Éducation aux activités culturelles et artistiques : faire mieux avec moins, très peu… et d’autres

Les ministres de l’Éducation nationale successifs ont tous mis en exergue l’importance de la culture et la volonté de l’associer pleinement au projet éducatif de la Nation. Sauf que, à la question de savoir comment l’école pouvait faire cause commune avec elle, le sujet des moyens a montré de vraies limites politiques en matière d’éducation aux activités artistiques et culturelles (EAC).

Jean-Michel Blanquer présente en 2018 avec la ministre de la Culture un plan d’action dont l’objectif affiché était le « 100% EAC ». « Tous les enfants, sans distinction sociale ou géographique, doivent avoir accès à une expérience artistique et culturelle pendant leur scolarité », explique en substance le ministre de l’EN de l’époque.

Elisabeth Borne, renchérit quelques années plus tard au micro d’une radio nationale : « chaque établissement doit bénéficier d’une activité culturelle. C’est un enjeu d’équité qui demeure prioritaire malgré le contexte budgétaire ».

Avant elle, le très « bref » Gabriel Attal revendique la transmission de notre culture par les grands auteurs classiques et fustige Tik Tok de vouloir remplacer un jour les romans.
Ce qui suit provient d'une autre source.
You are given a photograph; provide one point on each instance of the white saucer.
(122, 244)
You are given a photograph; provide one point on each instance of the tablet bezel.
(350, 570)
Sans oublier l’envolée présidentielle de janvier 2024 relative aux bienfaits du théâtre sur les élèves et leur confiance en eux, le président Macron allant jusqu’à émettre l’idée que le théâtre pourrait être un passage obligé pour tous les collégiens.

« L’EAC, c’est un rapport au monde, c’est un rapport à l’autre, qui est fondé à la fois sur sa compréhension, son esthétique et sur une pratique collective », finalise notre actuel ministre Edouard Geffray, quand il était encore directeur général de l’enseignement scolaire (Dgesco).

En face d’un tel lyrisme, la réalité : les deux heures hebdomadaires d’EAC inscrits dans l’emploi du temps prodiguées par le ministre Blanquer étaient déjà largement effectives dans la plupart des établissements avant cette annonce.

Second point : les écoles, collèges et lycées ont vu cette année la réduction puis le gel de l’enveloppe du Pass Éducation dans sa partie collective, celle qui permet de financer les sorties culturelles, les pratiques artistiques, les résidences et ateliers d’artistes et autres projets EAC qui ouvrent les établissements à leur environnement artistique et culturel. Et qui leur permet d’engager une stratégie d’établissement structurante et durable sur cet axe.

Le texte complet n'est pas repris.